Günlük yaşamda nefesin pek üstünde durulmaz aslında. Nefes alıp veriyorsak zaten sorun yoktur. Yoga pozlarını yaparken durum tamamen farklı. Yoganın merkezinde nefes var. Bu yazının konusu yoga asanaları yaparken kullandığımız nefes.

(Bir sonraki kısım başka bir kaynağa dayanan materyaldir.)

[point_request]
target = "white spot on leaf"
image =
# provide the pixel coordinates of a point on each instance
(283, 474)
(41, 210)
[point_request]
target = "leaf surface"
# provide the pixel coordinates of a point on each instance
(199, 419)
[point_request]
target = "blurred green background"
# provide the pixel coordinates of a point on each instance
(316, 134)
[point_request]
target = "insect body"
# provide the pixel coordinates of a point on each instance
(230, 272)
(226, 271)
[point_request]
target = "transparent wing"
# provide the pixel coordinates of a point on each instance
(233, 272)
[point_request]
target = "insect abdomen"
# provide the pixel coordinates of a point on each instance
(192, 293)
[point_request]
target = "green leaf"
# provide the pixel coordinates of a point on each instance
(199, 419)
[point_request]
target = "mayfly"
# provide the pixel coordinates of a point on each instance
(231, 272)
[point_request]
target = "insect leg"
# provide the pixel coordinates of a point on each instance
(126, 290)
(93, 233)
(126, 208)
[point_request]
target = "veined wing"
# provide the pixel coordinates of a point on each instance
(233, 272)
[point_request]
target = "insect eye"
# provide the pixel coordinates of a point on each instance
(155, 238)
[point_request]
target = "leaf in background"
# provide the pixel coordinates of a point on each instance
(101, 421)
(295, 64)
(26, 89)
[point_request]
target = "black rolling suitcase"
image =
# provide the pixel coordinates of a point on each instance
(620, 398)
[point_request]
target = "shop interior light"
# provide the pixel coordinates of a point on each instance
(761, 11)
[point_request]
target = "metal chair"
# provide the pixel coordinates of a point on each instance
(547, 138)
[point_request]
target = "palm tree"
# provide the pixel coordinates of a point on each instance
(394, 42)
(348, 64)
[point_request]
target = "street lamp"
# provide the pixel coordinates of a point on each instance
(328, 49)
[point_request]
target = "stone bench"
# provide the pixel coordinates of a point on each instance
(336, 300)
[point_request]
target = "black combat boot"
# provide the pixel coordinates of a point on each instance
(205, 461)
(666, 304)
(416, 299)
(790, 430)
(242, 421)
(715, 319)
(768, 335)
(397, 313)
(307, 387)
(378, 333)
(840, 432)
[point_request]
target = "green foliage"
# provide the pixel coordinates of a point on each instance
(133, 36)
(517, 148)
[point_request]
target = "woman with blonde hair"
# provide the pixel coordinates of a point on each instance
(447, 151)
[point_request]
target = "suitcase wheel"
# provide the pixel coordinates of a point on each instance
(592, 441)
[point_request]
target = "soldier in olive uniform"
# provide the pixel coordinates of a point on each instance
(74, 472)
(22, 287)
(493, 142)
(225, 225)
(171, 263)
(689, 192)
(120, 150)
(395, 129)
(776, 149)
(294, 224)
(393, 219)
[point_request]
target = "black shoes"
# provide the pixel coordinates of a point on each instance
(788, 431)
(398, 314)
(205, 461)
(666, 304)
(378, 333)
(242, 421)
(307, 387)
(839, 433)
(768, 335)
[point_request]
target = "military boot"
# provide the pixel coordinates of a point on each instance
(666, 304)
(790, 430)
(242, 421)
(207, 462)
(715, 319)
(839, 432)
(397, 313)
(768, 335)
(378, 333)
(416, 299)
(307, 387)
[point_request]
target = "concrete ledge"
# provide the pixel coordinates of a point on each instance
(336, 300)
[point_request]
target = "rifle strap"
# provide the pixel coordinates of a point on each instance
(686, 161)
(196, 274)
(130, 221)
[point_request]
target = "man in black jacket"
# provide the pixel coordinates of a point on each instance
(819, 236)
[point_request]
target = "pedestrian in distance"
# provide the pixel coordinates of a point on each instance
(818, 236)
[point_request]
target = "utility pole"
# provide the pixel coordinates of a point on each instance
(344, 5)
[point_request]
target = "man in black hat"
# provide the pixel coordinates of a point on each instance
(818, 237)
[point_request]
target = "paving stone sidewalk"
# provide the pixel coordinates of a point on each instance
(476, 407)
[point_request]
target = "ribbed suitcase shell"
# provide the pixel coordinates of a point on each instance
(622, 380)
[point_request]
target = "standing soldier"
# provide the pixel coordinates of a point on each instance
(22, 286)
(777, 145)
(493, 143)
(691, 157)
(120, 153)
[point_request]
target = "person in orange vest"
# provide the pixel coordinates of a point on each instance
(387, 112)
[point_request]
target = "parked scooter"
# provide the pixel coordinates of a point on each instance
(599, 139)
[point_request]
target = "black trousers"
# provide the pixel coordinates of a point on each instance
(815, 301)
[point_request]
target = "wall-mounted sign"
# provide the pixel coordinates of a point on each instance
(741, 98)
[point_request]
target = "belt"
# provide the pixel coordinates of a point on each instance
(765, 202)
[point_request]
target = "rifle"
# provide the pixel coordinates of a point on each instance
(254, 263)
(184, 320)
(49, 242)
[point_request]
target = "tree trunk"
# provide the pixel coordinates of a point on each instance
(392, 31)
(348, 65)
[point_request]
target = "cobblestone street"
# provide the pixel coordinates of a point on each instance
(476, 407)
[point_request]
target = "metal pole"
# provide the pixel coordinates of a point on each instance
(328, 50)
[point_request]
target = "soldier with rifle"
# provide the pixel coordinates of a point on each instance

Hocam Gary Kraftsow’un sutra şeklinde bir açıklaması var. ‘Farkındalığı nefese taşırız. Nefesle birlikte omurganın hareketi başlar ve omurganın hareketiyle kollar, bacaklar ve kafa hareket eder’. Her şey nefesle senkronize hale gelir. Yıllar önce Los Angeles’ta bir yoga stüdyosunda girdiğim derste hoca şöyle bir yönlendirme yapıyordu. ‘Nefes al evet çok güzel, nefes ver süper.’ Ama neyin çok güzel neyin süper olduğunu anlamadım. Peki yoga asanaları yaparken nefesten nasıl yararlanacağız?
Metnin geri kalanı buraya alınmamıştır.